MCDONALD'S SWNEWS4U.COM CO-GAME OF THE WEEK (Jan. 17–24)
PREP ESPORTS: Division 3 2022 Esports State Tournament
By Tom Gunnell, Republican Journal/Tri-Country Press
MADISON – The Benton/Scales Mound/Shullsburg esports team invaded Madison last Saturday with a single goal in mind- to bring home a state title. The Knights did so with authority.
With a pair of 3-0 victories over Walden III High School (Racine) and Fennimore High School, the BSMS Knights’ Overwatch team captured the Division 3 State Championship at the 2022 Esports State Tournament hosted by the Wisconsin High School Esports Association (WHSEA) at Madison College on Saturday, Jan. 22.
The Knights joined D1’s Bay Port and D2’s Madison Edgewood as state champions in the game of Overwatch, a team-based multiplayer first-person shooter game in which two teams of six vs. six work to complete map-specific objectives within a limited period of time. Players select their characters from a large roster, known as “heroes’, with unique abilities.
Team captain Colin Montayne (tank) led teammates Owen Fennell (tank), Garrett Ray (support), Isaac Hefferan (support), Nevada Sandlin (DPS) and Luke Unbehaun (DPS). Montayne, Ray and Sandlin were selected as All-State recipients following the competition with Montayne earning MVP honors.
“The team worked really hard this year. After losing their first game of the season, I thought it was going to be a long road to state, but these players absolutely proved me wrong, winning every single game and match since that loss,” said Coach Brooks Duff-Bowers.
“They had late night practices, accommodating any player who was involved in another sport. They were largely autonomous, because they practiced so late, I wasn't able to really watch them practice too often. Colin, the team captain, did a great job of making sure they had practice, and keeping them focused on their goals. They improved so much over this season, and I cannot wait for them to show what they can do next year.”
Esports is a pretty new sports’ program offered by the area schools, but it is a program that has grown rapidly in popularity over a small period of time. Duff-Bowers noted that he has over 30 students competing on the various BSMS teams this season. Each semester the WHSEA sponsors two different games for schools across the state to compete in against one another in both varsity and junior varsity competitions.
The competitions are held online with team members sometimes participating with school computers and others using their gaming equipment at home.

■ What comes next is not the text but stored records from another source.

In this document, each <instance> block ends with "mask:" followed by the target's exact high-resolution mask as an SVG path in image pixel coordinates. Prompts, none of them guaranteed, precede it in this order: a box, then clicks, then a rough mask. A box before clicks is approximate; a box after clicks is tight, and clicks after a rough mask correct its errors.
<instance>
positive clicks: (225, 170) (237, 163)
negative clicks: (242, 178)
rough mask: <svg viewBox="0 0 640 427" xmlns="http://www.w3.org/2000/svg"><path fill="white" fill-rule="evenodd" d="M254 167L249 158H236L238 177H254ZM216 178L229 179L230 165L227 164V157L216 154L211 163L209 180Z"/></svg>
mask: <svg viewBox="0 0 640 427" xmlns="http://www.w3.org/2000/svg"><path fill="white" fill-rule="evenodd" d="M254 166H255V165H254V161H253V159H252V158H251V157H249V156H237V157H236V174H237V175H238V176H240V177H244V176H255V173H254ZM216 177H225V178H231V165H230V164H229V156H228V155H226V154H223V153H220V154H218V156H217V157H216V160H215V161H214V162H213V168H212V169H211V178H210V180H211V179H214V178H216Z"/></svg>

“We were so lucky that our administrations and school boards were on board with this program from the start, even providing us with some start-up funding to improve our equipment. This year we received a generous donation that allowed us to build a new computer for our team, proving the student with a really great STEM opportunity as well,” Duff-Bowers commented.
Last year, the BSMS team had a 5-4 record and lost in the state quarterfinals to Bruce by a 3-2 margin. This year the team– with many of the same players as last year– posted an 11-1 record on the way to earning the state title.

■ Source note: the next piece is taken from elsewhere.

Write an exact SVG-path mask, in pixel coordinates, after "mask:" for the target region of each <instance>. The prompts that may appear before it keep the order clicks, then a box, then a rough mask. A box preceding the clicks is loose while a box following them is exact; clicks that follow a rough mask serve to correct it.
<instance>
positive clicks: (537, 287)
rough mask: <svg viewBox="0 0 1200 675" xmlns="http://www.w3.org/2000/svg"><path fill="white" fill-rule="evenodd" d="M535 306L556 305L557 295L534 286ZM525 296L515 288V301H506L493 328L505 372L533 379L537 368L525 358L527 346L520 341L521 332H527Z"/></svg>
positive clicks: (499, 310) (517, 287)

“These guys have had a lot of time to get good at communicating with each other, knowing each other's play styles, and that’s why they were able to do so much better this year,” Duff-Bowers pointed out.
While all of the players on the Overwatch team are involved in other athletic sports, Duff-Bowers explained some of the other esport teams at the school have students who aren't able to or have no desire to play traditional sports. Esports provides them an opportunity to participate in a competitive setting and the chance to improve their skills, while also giving them a reason to perform well in school.
“Some students may have some health problems preventing them from playing traditional sports. Or, they may have other commitments they need to attend to. Or, maybe, they just don’t like athletic sports. Esports provides a chance for a non-traditional setting that many students thrive in. It is so much more than ‘just video gaming’,” remarked Duff-Bowers.
“The players are held to the same standard as our other student athletes, so they need to keep their grades up to play. For many of them, this motivates them to keep their grades up and perform better in school, which they didn't have before.”
The video game industry is a multi-billion dollar business and esports has become a multi-million dollar industry in itself and it is still growing and growing. Students can receive scholarships to play esports at the collegiate level, and the games have found there way onto mainstream media with television networks such as ESPN broadcasting the competitions.
“Esports is just as legitimate of an option as any other sport. The amount of technical skill you need to have to be successful in this game is far more than most other sports too. Hand-eye coordination, accuracy, ability timing, ability usage, all of these hard skills that these kids need to perfect. The soft skills too, teamwork, communication, leadership, a team cannot win without these,” said Duff-Bowers.
At Saturday’s state tournament event, representatives from 14 colleges from around the midwest were on hand and spoke on various panels throughout the day, including presentations on how esports fit into life in college and the relationship between esports and mental health.
State titles were also handed out to Racine Case (D1), Elkhorn (D2), Fox Valley Lutheran (D3) and Random Lake (D4) in the game of Super Smash Bros., a fighting game series published by Nintendo, which primarily features characters from various Nintendo franchises.
Starting in February, the BSMS esports teams will resume competition in two new games.